Diagnosis-driven yield analysis with RCD is a quick and cost effective way to determine the underlying root
causes represented in a population of failing devices from test data alone. This technology can ferret out the
final 1% yield loss in mature technologies typically used for automotive parts.

Meeting the quality and reliability requirements of the ISO 26262 and other automotive electronics standards
will only become more difficult as device sizes and complexities continue to grow. New advanced test
technologies such as cell-aware ATPG, hybrid compression/logicBIST and diagnosis-driven yield analysis
with RCD provide some key building blocks towards ensuring compliance to the new standards.
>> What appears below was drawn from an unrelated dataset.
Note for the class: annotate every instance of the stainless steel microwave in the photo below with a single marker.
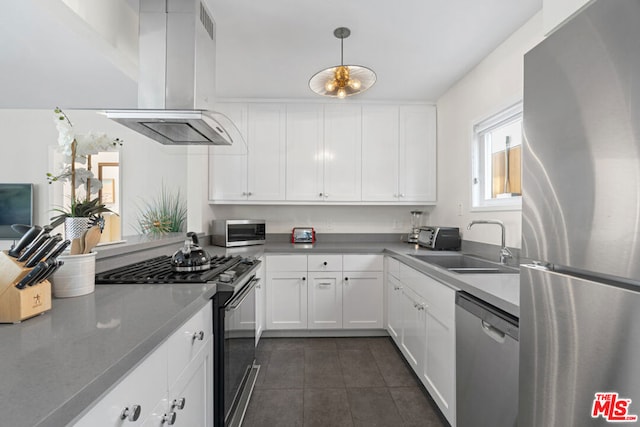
(238, 232)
Adoption of
these and other advanced test capabilities will not only improve the ability of semiconductor manufacturers
to achieve necessary quality and reliability metrics, but will also help to further differentiate their products
by delivering embedded test capabilities that can be leveraged by their customers at the system level and
in the field.

[1] Hapke, F., et. al., Cell-Aware Test, IEEE Transactions on Computer-Aided Design of Integrated Circuits and Systems, Volume 33, Issue 9.
[2] W.Yang, C. Hao, Diagnosis-Driven Yield Analysis Improves Mature Yield, Chip Design Magainze, Fall 2011.
[3] B. Benware,, Determining a Failure Root Cause Distribution From a Population of Layout-Aware Scan Diagnosis Results, IEEE
D&T of Computers, Volume 29, Issue 1.